Le levier fiscal devra être actionné. L’effort devra porter sur la taxe sur le foncier bâti, dernière fiscalité permettant une modulation des taux. Une augmentation du taux intercommunal sera proposée dès 2021 afin de générer un produit fiscal supplémentaire de + 8 M€.

  • Un niveau d’investissement ambitieux pour mettre en oeuvre le programme de transition du territoire

Les dépenses d’investissement pourraient se faire en Crédits de Paiement de l’ordre, en moyenne annuelle, de 35 M€ constatés aux Comptes Administratifs, capacité d’investissement qui permettrait de mettre en oeuvre une PPI (Programmation Pluriannuelle d’Investissements) ambitieuse.

Les recettes de fonctionnement du budget 2021

Les recettes de fonctionnement s’élèveront à environ 153 M€ et progresseront de 5 % par rapport au BP 2020 hors COVID.

Les recettes de fonctionnement sont majoritairement composées de recettes fiscales (68 %) et des dotations (17 %).

FISCALITE : 104 M€

En 2021, les 104 M€ de produits de fiscalité comprennent :

  • 72 M€ de recettes «  fiscales  » non modulables (28 M€ de fraction de TVA pour compenser la THRP supprimée, 27 M€ d’attribution de compensation, 11,2 M€ de CVAE, autres)
  • 31 M€ de recettes avec un pouvoir de taux (Plus de 3 M€ pour la Taxe sur les Surfaces Commerciales (TASCOM), 16 M€ au titre de la CFE, 11 M€ de Taxe Foncière.

La hausse envisagée pour 2021 (vote le 9 avril) permettra de dégager 8 M€ de recettes nouvelles pour une hausse modérée de 30 à 80 € par an pour la grande majorité des ménages propriétaires (soit une hausse de 7 à 10 % sur leur feuille d’impôt, en fonction des taux communaux).

 

En parallèle, les contribuables locaux constatent ou ont constaté une baisse sur leur Taxe d’Habitation progressivement supprimée :

  • En moyenne, les ménages modestes ont constaté une baisse cumulée de 811 € pour la TH supprimée.
  • En moyenne, les ménages les plus aisés constateront en 2021 une baisse de 345 € pour la réduction de 30 % de leur cotisation.

Enfin, il convient de noter que les entreprises représentent 25 % de l’assiette fiscale et contribueront à cet égard à l’effort fiscal demandé.

  • Les conséquences de la suppression de la Taxe d’habitation 

L’année 2021 est marquée par la suppression de la taxe d’habitation sur les résidences principales (maintien de la taxe d’habitation sur les résidences secondaires) et son remplacement par une fraction de TVA nationale dans le budget communautaire. Pour Grand Poitiers, cette suppression sera donc compensée par une fraction de TVA nationale. En conséquence, cet impôt «  local  » devient un impôt national. De ce fait, notre EPCI perd son pouvoir de modulation des taux sur cette partie de ses recettes fiscales qui représente 28 M€ environ.
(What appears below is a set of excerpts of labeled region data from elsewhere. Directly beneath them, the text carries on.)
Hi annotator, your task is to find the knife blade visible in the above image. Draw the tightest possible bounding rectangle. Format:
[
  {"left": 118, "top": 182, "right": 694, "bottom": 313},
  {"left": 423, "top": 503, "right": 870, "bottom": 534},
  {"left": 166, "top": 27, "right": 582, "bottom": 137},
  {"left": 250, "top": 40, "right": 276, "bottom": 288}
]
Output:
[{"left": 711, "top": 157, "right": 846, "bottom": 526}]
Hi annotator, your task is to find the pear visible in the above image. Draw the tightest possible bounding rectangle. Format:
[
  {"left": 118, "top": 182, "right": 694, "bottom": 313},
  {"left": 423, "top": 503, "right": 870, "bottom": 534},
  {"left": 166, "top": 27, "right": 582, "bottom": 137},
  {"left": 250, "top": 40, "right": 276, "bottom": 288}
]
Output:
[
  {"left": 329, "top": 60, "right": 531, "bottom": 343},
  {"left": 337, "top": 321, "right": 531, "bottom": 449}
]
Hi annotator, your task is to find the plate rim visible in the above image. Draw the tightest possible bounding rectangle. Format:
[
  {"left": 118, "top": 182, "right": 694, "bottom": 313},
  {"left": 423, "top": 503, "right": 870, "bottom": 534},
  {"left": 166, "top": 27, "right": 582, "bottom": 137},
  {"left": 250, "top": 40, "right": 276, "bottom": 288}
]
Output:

Des dépenses de fonctionnement pour porter la transition des territoires

Les dépenses réelles de fonctionnement devraient s’élever à environ 141/142 M€, en hausse de 3 % environ par rapport au BP 2020 hors COVID. Cette augmentation au-delà d’un taux d’évolution de + 1,5 % par an tel que souhaité dans notre politique financière pluriannuelle, s’explique par la prise en charge exceptionnelle de dépenses pour faire face à la crise sanitaire (850 000 €) et une contribution exceptionnelle du budget principal vers le budget annexe Parkings (de l’ordre de 1,3 M€), lui-même très affecté par les conséquences financières de cette crise.

A ce titre, il convient de noter que le coût global de la crise sanitaire en 2020 (pour l’essentiel des dépenses en plus et des recettes en moins) s’est élevé à 6 M€ pour le budget principal (hors contributions exceptionnelles à certains budgets annexes).
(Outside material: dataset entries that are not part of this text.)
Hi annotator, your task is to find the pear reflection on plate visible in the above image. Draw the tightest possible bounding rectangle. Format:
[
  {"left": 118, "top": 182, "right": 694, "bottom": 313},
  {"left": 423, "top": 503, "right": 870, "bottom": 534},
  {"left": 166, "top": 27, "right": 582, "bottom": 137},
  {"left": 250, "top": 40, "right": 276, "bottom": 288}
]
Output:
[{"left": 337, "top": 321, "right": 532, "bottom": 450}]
La mise en œuvre du projet intercommunal se traduira par la mobilisation de moyens supplémentaires et par la réorientation de certains crédits vers des actions contribuant de manière plus efficiente à la transition écologique et aux solidarités sur notre territoire.
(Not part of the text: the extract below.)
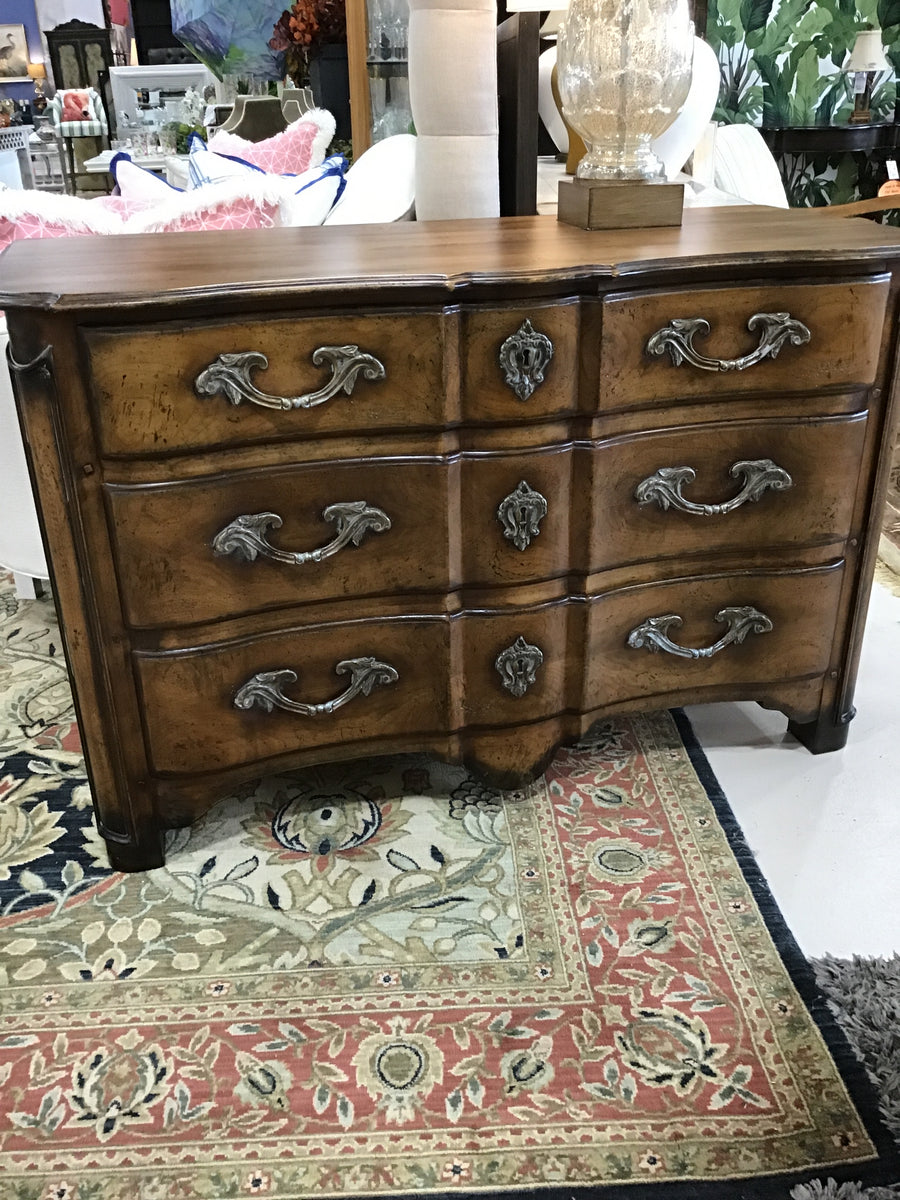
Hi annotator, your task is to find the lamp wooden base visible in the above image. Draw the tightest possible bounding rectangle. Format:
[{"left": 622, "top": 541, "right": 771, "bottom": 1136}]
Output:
[{"left": 557, "top": 179, "right": 684, "bottom": 229}]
Les recettes réelles de fonctionnement devant s’élever à 153 M€ environ, l’épargne brute dégagée devrait s’élever à environ 11 M€, soit une hausse de 5 M€ par rapport à la prévision budgétaire de 2020 qui s’élevait à 6 M€. Conformément aux orientations budgétaires du mandat, cette hausse de l’épargne brute permet de garantir la bonne santé financière de Grand Poitiers Communauté urbaine sur la durée du mandat.